Isobel turned away and began fidgeting with the items on the dresser.
“I’m afraid I made myself quite the fool, Betsey.
I could scarcely rest all night, and so I went back to the library—for that’s the only room I’m acquainted with, you see—and he walked in to find me acting quite at home.
” She buried her face in her hands. “What an incurable minx he must think me.”
“It don’t sound that bad to me,” Betsey said. “But he must be terribly handsome to work you up into such a fuss.”
The salt and pepper curls and inscrutable blue eyes recalled themselves to Isobel. “That has naught to do with it,” she lied.
From across the room, she had perceived him to be an older man, for the soft sweep of his curls were a harmonious distribution of black and silver. But when he stood before her, his face was smooth and bright, undeniably youthful.
And handsome. Irrefutably handsome.
Before Betsey could unleash a flurry of questions, a footman rapped on the door. “Pardon the interruption, miss. Lord Trevelyan is sending a man to Shoremoss Hall, to inquire after Lady Pemberton and inform her of your safety.”
Isobel’s mouth gaped. “Oh, how kind.”
“His lordship thought perhaps you might wish to include a message of your own.”
Isobel rushed into action, thankful for the task. A sheet of quarto, a quill, and an inkwell were supplied for her, and she jotted down a few sentences. She was still anxious to see Marriane in the flesh, but a return letter written in her sister’s own hand would be a reassurance in and of itself.
Isobel’s bedchamber window faced eastward, and she watched as the groom set off a few minutes later, his mount’s hooves leaving oval disruptions on the white hills.
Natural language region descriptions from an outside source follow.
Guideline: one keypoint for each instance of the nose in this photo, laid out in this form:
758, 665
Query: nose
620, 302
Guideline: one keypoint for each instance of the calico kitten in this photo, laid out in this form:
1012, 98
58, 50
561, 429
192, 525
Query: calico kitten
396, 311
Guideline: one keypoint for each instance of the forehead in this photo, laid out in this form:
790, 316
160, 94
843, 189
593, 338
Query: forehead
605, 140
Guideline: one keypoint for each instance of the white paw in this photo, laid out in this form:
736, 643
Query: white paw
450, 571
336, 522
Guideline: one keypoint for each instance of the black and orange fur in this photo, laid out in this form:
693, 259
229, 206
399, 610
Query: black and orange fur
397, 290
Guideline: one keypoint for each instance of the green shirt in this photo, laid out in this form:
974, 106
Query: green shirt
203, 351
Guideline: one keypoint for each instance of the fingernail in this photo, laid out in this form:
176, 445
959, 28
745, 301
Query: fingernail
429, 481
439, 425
It was a kindness wholly unexpected, for Lord Trevelyan to send one of his staff the seven miles to Shoremoss Hall.
“If only they would permit me to go alongside him,” Isobel said, sighing. “I could be at Marriane’s side within the hour.”
“Now that would never suit, and well you know it,” Betsey said, reaching into an open trunk and unpacking more of Isobel’s dresses. “You’ll go only when it’s safe to do so by coach.”
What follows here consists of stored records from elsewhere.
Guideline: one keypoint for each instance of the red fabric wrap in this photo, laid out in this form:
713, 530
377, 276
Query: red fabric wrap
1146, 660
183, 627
Betsey had been with the Ridgeways for many years, and though she was only a few years her lady’s senior, she often behaved more like a mother figure. It seemed many women in Isobel’s life were anxious to fill that long empty maternal role, however unwelcome their interference.
As Isobel waited for the groom’s return in tense anticipation, she had but one diversion: breakfast with Giles Trevelyan.
The man who had first captured her interest in name only, but now was taking shape before her. Handsome, thoughtful, and damn him , evidently a reader of books. Isobel’s knees gelatinized.